A newly-published draft environmental study offers more information on plans for a Frank Gehry-designed mixed-use development in Downtown Santa Monica.

The Ocean Avenue Project, which is being developed by Worthe Real Estate Group, would rise from an L-shaped property at the intersection of Ocean and Santa Monica Boulevard.  Plans call for razing much of the nearly two-acre site - currently improved with small commercial buildings and surface parking - to make way for the construction of:

  • a 120-room hotel with amenities and meeting rooms;
  • 100 apartments - including deed-restricted affordable units;
  • 36,000 square feet of retail and restaurant space; and
  • a 35,000-square-foot museum and gallery campus.

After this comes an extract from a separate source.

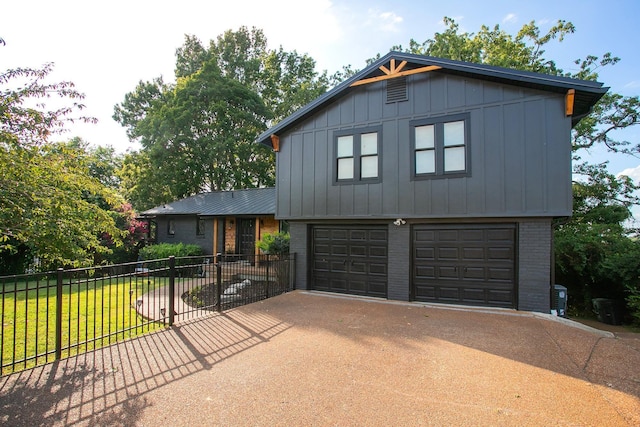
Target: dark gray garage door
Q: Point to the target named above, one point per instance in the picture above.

Worthe also intends to relocate and restore two existing landmarked buildings - 1333 and 1337 Ocean Avenue - as part of the cultural campus.

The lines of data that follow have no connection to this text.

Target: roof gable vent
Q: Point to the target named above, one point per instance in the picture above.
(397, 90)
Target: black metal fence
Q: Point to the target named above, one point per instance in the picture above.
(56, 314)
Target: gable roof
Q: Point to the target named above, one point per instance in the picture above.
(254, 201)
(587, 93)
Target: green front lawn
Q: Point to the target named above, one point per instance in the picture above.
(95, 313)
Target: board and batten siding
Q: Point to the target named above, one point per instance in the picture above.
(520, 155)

Gehry's design for the complex calls for a series of buildings as large as 130 feet in height - the tallest allowable in the Downtown Santa Monica Community Plan.  Renderings depict contemporary structures with modulated facades that are similar in appearance to other local Gehry projects.

A series of walkways would cut through the property, allowing pedestrians to walk between Ocean, Santa Monica, and 2nd Street.  Ground-floor open spaces would be supplemented by terraces on upper buildings levels, including a public observation deck above the hotel.

According to the project's environmental study, construction is expected to occur in a single phase over 34-to-36 months.  A groundbreaking is anticipated in late 2021, and occupancy is scheduled to occur in late 2024.

The Ocean Avenue Project is amongst the largest developments planned in Downtown Santa Monica.  Two blocks north at Ocean and Wilshire Boulevard, MSD Capital plans to expand upon the Miramar hotel with a 10-story structure designed by Pelli Clarke Pelli.  Three blocks east, a City-owned parking lot is slated to be developed with a hotel and office complex designed by OMA.

Worthe Real Estate Group, the developer behind the Ocean Avenue Project, is also working with Frank Gehry on the Warner Bros. Second Century expansion in Burbank.